Genel olarak iyi tolere edilmesine rağmen, salisilik asit ayrıca istenmeyen bazı etkilerin ortaya çıkmasını da sağlayabilir.

Salisilik asidin keratolitik etkisi oldukça belirgin olabilir: Aslında, ürünün cilde uygulanmasından sonra koyu koyu renkli korneosit lekelerinin oluşması nadir değildir. Bununla birlikte, bu yan etki kısa bir süre içinde solma eğilimindedir.

Hassas kişilerde oluşabilecek diğer yan etkiler cilt yanması, kızarıklık, tahriş ve kuruluktan ibarettir.

Farmakolojik etkileşimler

Her ne kadar kozmetik ürünlerdeki salisilik asit konsantrasyonları oldukça düşük olsa da ve aktif maddenin sistemik olarak absorpsiyonu zor olsa da, bazı ilaç türlerini alıyorsanız dikkat etmek ve doktora bilgi vermek iyi bir uygulamadır.
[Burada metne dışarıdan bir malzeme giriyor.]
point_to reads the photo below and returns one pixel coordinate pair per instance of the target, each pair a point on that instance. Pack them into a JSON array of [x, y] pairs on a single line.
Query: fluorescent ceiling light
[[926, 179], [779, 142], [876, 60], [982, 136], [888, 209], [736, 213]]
Bunlardan bahsettik:

  • Diyabet tedavisi için ilaçlar;
  • metotreksat;
  • Probenesid;
  • sülfonamid;
  • heparinler;
  • Naproksen.

Aslında, salisilik asit yukarıda belirtilen tıbbi ürünlerin aktivitesine müdahale edebilir ve / veya olası herhangi bir yan etkiyi kötüleştirebilir.

Kontrendikasyonlar

Salisilik alerji haricinde - açıkça - salisilik asitle hazırlanan kremlerin veya diğer kozmetiklerin kullanımında herhangi bir kontrendikasyon yoktur.

Bu bağlamda, salisilik asit kullanımının - hem topikal olarak hem de sözlü olarak - salisilatlara karşı bilinen aşırı duyarlılığı olan kişilerde kesinlikle kontrendike olduğunu hatırlamak önemlidir.

Aslında, bu maddeye karşı alerjik bir reaksiyon, çok ciddi sonuçlara yol açabilir çünkü aşağıdaki gibi semptomların ortaya çıkmasına neden olur:

  • Cilt renginde belirgin değişiklik;
  • Deri döküntüsü;
  • ürtiker;
  • Ellerin ve ayakların şişmesi;
  • Gözlerde kızarıklık;
  • Anafilaksi (aşırı durumlarda).

Son olarak, salisilik asit içeren ürünler 3 yaşın altındaki çocuklarda kullanılmamalıdır.